Get started
RunPod provides a simple way to run large language models (LLMs) as Serverless Endpoints. vLLM Workers are pre-built Docker images that you can configure entirely within the RunPod UI. This tutorial will guide you through deploying an OpenAI compatible Endpoint with a vLLM inference engine on RunPod.
Prerequisites
Before getting started, ensure you have the following:
- A RunPod account
- A Hugging Face token (if using gated models)
- OpenAI or other required libraries installed for the code examples
Deploy using the Web UI
You can use RunPod's Web UI to deploy a vLLM Worker with a model directly from Hugging Face.
- Log in to your RunPod account and go to the Serverless page.
- Under Quick Deploy, find Serverless vLLM and choose Start.
You will now enter the vLLM module. Follow the on-screen instructions to add your LLM as a Serverless Endpoint:
- Select a vLLM version.
- Add a Hugging Face model (e.g.,
openchat/openchat-3.5-0106
). - (Optional) Add a Hugging Face token for gated models.
- Review your options and choose Next.
On the vLLM parameters page, provide additional parameters and options for your model:
- In LLM Settings, enter 8192 for the Max Model Length parameter.

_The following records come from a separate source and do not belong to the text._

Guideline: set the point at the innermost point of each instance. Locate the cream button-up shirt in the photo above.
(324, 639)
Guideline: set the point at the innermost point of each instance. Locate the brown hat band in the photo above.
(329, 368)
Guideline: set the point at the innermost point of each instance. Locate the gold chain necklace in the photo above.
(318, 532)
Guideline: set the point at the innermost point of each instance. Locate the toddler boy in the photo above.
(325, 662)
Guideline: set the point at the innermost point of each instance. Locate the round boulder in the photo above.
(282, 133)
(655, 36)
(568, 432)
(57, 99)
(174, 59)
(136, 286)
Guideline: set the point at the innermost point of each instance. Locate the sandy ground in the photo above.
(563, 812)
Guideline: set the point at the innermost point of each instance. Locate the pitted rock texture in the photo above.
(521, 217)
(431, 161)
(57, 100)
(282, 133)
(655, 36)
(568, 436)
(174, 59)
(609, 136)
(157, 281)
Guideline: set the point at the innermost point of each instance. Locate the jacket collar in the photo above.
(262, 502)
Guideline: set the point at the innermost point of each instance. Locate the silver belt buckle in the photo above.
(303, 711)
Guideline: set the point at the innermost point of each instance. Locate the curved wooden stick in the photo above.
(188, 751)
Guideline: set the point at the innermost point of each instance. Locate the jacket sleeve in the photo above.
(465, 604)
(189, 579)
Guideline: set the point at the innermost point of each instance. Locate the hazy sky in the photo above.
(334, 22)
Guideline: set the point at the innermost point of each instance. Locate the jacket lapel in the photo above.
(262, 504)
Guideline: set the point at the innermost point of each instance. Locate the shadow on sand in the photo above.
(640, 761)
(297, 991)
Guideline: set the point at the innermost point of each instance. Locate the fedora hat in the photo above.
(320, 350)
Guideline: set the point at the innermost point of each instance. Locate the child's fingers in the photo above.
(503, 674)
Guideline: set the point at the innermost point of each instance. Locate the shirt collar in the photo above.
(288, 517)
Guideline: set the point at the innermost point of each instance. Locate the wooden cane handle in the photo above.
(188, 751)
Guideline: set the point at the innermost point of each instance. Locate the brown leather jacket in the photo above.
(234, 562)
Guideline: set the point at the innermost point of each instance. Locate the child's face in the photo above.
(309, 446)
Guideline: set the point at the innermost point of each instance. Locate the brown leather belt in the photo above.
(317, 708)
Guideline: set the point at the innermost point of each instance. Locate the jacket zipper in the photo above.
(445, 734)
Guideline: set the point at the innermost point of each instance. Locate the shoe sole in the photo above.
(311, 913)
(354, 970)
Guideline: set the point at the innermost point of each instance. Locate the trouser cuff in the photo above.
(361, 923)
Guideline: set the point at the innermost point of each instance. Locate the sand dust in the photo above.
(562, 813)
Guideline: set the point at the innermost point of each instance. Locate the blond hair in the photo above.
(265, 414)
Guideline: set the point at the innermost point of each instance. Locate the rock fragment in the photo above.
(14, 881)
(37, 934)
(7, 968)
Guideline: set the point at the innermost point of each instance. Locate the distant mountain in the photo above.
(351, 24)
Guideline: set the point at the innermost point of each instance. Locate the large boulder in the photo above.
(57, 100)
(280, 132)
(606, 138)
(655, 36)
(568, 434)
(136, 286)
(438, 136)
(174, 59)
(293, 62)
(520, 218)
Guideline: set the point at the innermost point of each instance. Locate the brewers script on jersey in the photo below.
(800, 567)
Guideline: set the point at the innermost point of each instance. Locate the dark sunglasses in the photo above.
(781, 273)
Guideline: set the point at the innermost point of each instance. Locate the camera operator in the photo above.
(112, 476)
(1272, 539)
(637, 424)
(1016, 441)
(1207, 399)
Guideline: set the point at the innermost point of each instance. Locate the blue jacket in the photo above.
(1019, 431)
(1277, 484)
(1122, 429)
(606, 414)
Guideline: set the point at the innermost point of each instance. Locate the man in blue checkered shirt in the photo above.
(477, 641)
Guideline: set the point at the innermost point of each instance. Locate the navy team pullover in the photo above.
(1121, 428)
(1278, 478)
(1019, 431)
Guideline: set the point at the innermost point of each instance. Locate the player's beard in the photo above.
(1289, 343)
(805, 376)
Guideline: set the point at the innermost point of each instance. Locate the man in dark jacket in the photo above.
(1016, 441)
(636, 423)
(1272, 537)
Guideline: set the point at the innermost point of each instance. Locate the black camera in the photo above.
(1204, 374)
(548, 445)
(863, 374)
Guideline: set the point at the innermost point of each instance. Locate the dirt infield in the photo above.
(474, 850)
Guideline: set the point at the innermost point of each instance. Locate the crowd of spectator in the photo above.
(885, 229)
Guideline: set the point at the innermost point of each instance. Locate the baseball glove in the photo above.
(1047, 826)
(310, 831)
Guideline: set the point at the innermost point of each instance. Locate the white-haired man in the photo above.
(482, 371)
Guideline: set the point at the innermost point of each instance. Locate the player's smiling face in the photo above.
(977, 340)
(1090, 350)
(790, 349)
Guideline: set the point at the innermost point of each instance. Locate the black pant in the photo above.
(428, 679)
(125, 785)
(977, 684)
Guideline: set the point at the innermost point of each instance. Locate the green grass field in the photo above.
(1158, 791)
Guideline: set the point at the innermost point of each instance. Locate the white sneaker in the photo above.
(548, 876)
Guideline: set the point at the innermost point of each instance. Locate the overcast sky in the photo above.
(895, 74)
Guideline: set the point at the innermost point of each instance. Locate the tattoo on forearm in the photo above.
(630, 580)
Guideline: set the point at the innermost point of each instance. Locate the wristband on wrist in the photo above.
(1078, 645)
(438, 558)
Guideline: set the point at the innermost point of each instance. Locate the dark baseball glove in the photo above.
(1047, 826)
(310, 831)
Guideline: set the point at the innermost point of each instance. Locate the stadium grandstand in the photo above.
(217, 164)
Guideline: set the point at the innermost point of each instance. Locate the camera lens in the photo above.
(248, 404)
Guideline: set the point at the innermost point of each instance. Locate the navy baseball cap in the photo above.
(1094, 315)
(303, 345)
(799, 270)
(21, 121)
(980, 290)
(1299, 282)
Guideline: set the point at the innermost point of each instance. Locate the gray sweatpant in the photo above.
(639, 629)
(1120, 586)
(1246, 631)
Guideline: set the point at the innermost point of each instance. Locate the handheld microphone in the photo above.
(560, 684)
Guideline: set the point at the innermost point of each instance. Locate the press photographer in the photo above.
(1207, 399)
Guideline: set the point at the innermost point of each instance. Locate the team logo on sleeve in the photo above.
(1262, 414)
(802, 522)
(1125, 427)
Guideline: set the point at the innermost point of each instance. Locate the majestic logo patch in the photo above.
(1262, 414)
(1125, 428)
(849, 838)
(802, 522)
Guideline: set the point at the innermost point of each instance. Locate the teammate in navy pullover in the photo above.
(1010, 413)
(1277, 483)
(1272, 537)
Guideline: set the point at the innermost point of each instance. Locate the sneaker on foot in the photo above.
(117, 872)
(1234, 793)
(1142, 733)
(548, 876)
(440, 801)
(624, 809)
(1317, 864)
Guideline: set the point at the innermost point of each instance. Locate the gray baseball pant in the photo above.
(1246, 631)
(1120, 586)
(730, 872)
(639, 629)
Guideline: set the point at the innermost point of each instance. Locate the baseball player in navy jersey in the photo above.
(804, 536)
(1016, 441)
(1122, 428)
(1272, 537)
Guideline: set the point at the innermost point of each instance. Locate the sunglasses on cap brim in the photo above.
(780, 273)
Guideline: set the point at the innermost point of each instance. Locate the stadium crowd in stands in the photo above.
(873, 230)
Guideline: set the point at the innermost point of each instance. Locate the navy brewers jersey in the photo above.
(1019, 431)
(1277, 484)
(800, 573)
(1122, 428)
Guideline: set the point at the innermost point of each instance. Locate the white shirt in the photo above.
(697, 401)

- Review your options and choose Next.
On the Endpoint parameters page, configure your deployment:
- Specify your GPU configuration for your Worker.
- Configure your Worker deployment.
- Verify the Container Image uses your desired CUDA version.
- Update the Container Disk size if needed.
- Select Deploy.
Once the Endpoint initializes, you can send requests to your Endpoint. Continue to the Send a request section.
Deploy using the Worker image
One advantage of deploying your model with the vLLM Worker is the minimal configuration required. For most models, you only need to provide the pre-built vLLM Worker image name and the LLM model name.
Follow these steps to run the vLLM Worker on a Serverless Endpoint:
- Log in to the RunPod Serverless console.
- Select + New Endpoint.
- Provide the following:
- Endpoint name
- Select a GPU (filter for CUDA 12.1.0+ support under the Advanced tab if needed)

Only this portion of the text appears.